24 Introduction to Mechanistic Interpretability

24.1 Overview

Mechanistic interpretability is the study of reverse-engineering neural networks to understand, in precise mechanistic terms, what computations they perform and why. For AI safety, it is a foundational discipline: if we can understand how a model implements its behaviors, we can identify whether those behaviors are safe, detect deception, and intervene more precisely than is possible through behavioral testing alone.

This chapter introduces the core concepts of mechanistic interpretability, the research program it represents, and its relationship to AI safety and red teaming. The treatment here is inspired by the ARENA (Alignment Research Engineer Accelerator) curriculum (ARENA Team 2024), which provides hands-on training in transformer internals and interpretability methods.

24.2 Learning Objectives

Understand the motivation for mechanistic interpretability from an AI safety perspective.
Define circuits, features, and representations in the context of neural networks.
Describe the transformer architecture at the residual stream level.
Understand superposition and its implications for interpretability.
Apply activation patching to identify causal components in a model’s computation.

24.3 1. Why Mechanistic Interpretability for Safety?

Behavioral evaluation (including red teaming) tells us what a model does. Mechanistic interpretability tells us how and why. The safety-relevant gap between these is large:

A model may pass all behavioral tests while harboring an internal representation that would produce dangerous behavior in a distribution-shifted context (see ?sec-deceptive-alignment).
A model may have “learned” safety constraints as a surface pattern rather than a deep internalized value, making those constraints brittle under adversarial pressure.
Understanding the internal mechanisms of refusal enables us to predict when refusal will fail — before it fails in deployment.

Note

Core motivation. If we can identify the circuits responsible for safe behavior, we can verify that they are robust, causally active, and not subject to adversarial bypass.
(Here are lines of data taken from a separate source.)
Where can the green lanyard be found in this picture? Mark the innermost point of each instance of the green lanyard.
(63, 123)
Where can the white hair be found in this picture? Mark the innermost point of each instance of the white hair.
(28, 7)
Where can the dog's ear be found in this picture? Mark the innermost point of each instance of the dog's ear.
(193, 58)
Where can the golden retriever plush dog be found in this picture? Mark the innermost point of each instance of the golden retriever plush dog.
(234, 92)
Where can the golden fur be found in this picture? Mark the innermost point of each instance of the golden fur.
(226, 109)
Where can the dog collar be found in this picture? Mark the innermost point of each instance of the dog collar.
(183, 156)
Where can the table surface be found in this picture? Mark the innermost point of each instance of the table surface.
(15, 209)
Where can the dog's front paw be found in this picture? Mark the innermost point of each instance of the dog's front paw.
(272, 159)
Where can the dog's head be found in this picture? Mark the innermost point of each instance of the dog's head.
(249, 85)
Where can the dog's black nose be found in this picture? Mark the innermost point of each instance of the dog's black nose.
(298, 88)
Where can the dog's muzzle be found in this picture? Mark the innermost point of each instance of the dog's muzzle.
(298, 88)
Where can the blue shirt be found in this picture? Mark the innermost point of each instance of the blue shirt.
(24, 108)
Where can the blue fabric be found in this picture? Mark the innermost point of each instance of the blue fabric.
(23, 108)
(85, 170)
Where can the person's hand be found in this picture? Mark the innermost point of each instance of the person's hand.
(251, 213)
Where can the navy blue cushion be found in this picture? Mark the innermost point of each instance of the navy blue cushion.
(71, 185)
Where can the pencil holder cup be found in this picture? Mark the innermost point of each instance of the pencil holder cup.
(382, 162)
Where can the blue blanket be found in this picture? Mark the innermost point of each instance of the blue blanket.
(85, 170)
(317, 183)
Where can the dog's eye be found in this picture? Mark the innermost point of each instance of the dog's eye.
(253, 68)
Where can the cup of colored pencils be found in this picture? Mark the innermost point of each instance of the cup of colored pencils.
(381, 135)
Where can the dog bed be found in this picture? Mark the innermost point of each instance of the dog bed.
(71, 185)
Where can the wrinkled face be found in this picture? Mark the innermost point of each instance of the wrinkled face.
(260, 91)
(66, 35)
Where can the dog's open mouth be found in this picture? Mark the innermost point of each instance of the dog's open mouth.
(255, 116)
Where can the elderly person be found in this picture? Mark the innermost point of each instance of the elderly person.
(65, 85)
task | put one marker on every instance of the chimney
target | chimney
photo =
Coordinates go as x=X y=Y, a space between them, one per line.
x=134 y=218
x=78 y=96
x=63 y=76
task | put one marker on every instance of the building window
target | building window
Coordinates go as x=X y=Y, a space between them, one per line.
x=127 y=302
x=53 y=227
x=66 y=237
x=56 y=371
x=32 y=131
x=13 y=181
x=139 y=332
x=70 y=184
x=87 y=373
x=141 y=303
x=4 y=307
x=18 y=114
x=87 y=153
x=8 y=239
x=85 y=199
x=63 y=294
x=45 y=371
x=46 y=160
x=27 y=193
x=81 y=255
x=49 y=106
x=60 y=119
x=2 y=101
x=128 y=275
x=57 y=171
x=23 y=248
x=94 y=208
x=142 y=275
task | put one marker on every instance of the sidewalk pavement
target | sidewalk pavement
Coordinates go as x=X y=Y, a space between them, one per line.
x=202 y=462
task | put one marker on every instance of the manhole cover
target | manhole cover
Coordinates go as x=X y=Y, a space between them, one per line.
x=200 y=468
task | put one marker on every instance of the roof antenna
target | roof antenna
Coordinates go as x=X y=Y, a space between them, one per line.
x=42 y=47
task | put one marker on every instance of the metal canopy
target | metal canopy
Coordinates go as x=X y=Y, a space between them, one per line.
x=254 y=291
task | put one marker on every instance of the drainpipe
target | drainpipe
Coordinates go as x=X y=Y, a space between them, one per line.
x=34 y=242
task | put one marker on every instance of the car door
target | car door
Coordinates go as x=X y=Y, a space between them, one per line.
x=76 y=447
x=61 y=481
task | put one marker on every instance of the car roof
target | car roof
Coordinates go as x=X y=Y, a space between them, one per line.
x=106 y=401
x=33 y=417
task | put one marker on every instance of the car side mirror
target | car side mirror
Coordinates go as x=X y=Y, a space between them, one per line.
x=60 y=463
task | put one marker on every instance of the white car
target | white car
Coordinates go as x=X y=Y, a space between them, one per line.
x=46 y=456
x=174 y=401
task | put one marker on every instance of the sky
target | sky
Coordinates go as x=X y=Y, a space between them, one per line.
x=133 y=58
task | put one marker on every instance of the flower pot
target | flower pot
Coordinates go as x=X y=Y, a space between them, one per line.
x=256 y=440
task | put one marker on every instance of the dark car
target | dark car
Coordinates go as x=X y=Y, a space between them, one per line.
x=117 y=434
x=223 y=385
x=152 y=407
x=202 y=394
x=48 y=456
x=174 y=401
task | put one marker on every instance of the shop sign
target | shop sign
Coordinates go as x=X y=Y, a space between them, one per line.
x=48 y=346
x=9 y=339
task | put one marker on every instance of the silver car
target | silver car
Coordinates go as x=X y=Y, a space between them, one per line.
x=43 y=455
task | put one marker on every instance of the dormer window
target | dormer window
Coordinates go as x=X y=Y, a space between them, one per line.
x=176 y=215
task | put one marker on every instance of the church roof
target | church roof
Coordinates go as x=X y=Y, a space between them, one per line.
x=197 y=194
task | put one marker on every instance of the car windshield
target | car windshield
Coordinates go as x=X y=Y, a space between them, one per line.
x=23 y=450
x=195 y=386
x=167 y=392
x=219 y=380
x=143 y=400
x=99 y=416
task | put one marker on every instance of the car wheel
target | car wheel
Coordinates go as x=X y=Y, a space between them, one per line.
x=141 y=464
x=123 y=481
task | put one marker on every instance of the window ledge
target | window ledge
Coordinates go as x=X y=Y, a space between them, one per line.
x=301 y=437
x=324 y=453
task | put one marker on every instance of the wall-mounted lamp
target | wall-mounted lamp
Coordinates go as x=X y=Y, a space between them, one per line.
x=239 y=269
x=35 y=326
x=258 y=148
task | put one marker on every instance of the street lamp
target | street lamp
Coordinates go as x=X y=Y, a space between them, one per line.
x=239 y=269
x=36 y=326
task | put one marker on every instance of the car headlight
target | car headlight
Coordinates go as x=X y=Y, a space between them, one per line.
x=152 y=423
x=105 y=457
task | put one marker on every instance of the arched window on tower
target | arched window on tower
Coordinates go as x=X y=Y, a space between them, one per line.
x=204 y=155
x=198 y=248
Behavioral evaluation alone cannot provide this guarantee.

24.3.1 1.1 The Interpretability Research Program

Olah et al. (2020) articulated a research vision: that neural networks are, in principle, fully reverse-engineerable — that every computation they perform can be understood in terms of human-interpretable algorithms implemented in the weights. Progress toward this goal includes:

Feature identification: what concepts does the network represent?
Circuit identification: which components implement which computations?
Universality: do the same circuits appear across different models and tasks?
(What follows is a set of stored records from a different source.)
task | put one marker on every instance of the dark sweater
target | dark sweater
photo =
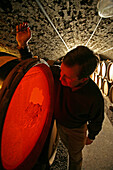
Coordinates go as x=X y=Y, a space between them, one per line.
x=75 y=108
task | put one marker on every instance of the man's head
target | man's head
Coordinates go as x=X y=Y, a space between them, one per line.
x=77 y=66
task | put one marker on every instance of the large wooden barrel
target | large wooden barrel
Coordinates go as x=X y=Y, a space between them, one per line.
x=97 y=70
x=26 y=108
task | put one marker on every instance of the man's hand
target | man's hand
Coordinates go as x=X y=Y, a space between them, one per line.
x=23 y=35
x=88 y=141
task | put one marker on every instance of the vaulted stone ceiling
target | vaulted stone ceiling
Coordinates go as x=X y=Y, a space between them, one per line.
x=75 y=21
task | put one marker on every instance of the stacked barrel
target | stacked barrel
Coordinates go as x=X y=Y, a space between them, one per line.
x=103 y=77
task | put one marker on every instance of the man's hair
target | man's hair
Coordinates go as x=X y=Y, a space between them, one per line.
x=84 y=57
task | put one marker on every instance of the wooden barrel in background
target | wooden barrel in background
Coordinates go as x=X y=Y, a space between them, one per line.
x=111 y=94
x=26 y=108
x=110 y=72
x=105 y=87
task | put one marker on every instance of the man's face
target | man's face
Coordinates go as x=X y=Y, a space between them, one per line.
x=69 y=75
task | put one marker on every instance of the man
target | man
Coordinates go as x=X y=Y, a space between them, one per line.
x=79 y=104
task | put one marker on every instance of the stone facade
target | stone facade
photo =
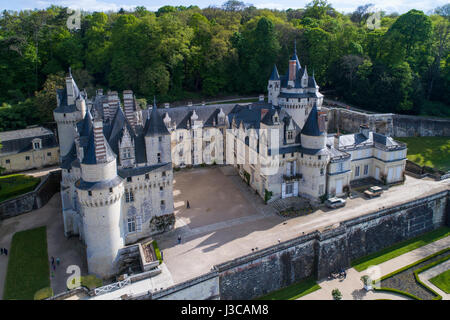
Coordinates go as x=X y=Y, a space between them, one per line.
x=116 y=173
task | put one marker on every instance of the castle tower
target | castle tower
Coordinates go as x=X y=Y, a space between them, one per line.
x=314 y=157
x=273 y=88
x=99 y=191
x=71 y=108
x=157 y=138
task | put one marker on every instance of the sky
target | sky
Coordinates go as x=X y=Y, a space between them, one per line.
x=400 y=6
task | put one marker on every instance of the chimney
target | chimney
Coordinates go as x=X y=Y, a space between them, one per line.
x=129 y=107
x=292 y=69
x=99 y=141
x=364 y=129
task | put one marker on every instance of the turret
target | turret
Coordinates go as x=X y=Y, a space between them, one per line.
x=99 y=191
x=157 y=138
x=273 y=88
x=70 y=109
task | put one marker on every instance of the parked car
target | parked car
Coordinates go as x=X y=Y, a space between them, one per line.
x=335 y=202
x=374 y=191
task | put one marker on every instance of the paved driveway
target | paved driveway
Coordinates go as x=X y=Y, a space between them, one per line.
x=70 y=251
x=219 y=237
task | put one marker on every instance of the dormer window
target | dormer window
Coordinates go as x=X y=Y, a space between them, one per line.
x=37 y=144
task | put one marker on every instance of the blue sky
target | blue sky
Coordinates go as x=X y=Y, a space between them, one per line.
x=400 y=6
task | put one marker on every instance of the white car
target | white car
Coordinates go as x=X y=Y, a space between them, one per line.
x=335 y=202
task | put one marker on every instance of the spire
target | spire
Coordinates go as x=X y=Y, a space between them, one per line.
x=155 y=123
x=311 y=127
x=275 y=75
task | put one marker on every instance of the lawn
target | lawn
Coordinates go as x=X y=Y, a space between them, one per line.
x=400 y=248
x=442 y=281
x=16 y=184
x=28 y=266
x=429 y=151
x=294 y=291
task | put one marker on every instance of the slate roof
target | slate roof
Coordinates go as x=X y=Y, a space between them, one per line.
x=155 y=125
x=311 y=127
x=63 y=106
x=18 y=141
x=275 y=75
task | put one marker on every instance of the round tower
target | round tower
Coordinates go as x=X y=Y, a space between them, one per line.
x=99 y=191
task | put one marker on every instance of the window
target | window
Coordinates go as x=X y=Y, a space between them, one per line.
x=132 y=224
x=129 y=196
x=289 y=188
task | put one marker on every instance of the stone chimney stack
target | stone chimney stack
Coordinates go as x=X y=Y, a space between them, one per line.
x=129 y=107
x=99 y=140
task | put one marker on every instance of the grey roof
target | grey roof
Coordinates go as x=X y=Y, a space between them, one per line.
x=275 y=75
x=63 y=106
x=137 y=171
x=155 y=125
x=85 y=185
x=89 y=151
x=311 y=127
x=17 y=141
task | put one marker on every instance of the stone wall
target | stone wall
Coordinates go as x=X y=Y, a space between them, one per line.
x=205 y=287
x=320 y=253
x=395 y=125
x=313 y=255
x=32 y=200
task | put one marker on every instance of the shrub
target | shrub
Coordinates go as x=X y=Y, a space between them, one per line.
x=337 y=295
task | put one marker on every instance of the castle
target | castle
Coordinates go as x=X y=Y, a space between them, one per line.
x=117 y=160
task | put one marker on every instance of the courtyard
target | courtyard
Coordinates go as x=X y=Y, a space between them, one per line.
x=227 y=220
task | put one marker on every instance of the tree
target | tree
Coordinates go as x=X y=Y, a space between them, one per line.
x=45 y=99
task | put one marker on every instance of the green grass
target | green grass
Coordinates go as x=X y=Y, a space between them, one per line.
x=442 y=281
x=429 y=151
x=28 y=266
x=400 y=248
x=157 y=251
x=89 y=281
x=44 y=293
x=16 y=184
x=294 y=291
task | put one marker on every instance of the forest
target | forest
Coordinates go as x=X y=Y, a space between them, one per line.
x=399 y=64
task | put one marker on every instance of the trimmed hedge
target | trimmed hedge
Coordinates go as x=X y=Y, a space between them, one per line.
x=16 y=184
x=157 y=251
x=416 y=272
x=400 y=248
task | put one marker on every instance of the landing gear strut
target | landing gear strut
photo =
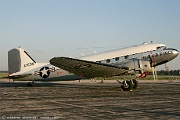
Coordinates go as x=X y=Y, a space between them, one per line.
x=129 y=85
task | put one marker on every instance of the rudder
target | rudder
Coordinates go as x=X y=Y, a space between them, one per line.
x=19 y=60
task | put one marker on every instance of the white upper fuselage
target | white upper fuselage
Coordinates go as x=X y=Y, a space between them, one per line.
x=158 y=52
x=129 y=52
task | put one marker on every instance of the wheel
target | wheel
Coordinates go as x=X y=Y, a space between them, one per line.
x=135 y=84
x=29 y=84
x=126 y=85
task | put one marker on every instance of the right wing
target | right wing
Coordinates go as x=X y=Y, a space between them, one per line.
x=87 y=68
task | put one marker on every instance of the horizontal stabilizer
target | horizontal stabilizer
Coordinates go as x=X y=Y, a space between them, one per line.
x=87 y=69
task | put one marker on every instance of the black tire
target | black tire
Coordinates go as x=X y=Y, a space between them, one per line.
x=135 y=84
x=126 y=85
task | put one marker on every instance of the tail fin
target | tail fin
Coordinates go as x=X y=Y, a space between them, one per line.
x=19 y=60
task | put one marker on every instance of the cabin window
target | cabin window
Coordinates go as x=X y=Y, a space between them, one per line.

24.4 2. Transformers as Residual Streams

24.4.1 2.1 Residual Stream Architecture

The ARENA curriculum (ARENA Team 2024) frames transformer interpretation around the residual stream: the sequence of token embeddings that flows through the model, with each layer adding its contribution.

\[ x^{(l+1)} = x^{(l)} + \text{Attn}^{(l)}(x^{(l)}) + \text{MLP}^{(l)}(x^{(l)}) \]

Key interpretability insight: components read from and write to the residual stream. Understanding what each component reads and writes is the core task of mechanistic interpretability.

24.4.2 2.2 Attention Heads as Edge Detectors

Each attention head can be understood as performing a specific operation on the residual stream. Olah et al. (2020) identify examples such as: - Induction heads: copy patterns from earlier in the context - Name movers: move subject information to the final token for output - Negative name movers: suppress incorrect outputs - S-inhibition heads: suppress repeated reference to the same entity

24.4.3 2.3 MLPs as Key-Value Memories

Geva et al. (2021) show that MLP layers function as key-value memories: each neuron activates on a “key” pattern in the input and contributes a “value” to the residual stream. This framing makes MLP layers interpretable as storing factual associations.

24.5 3. Features and Superposition

24.5.1 3.1 Linear Representations

A central finding of mechanistic interpretability is that models represent concepts as linear directions in activation space. A “feature” is a direction in the residual stream that corresponds to a human-interpretable concept.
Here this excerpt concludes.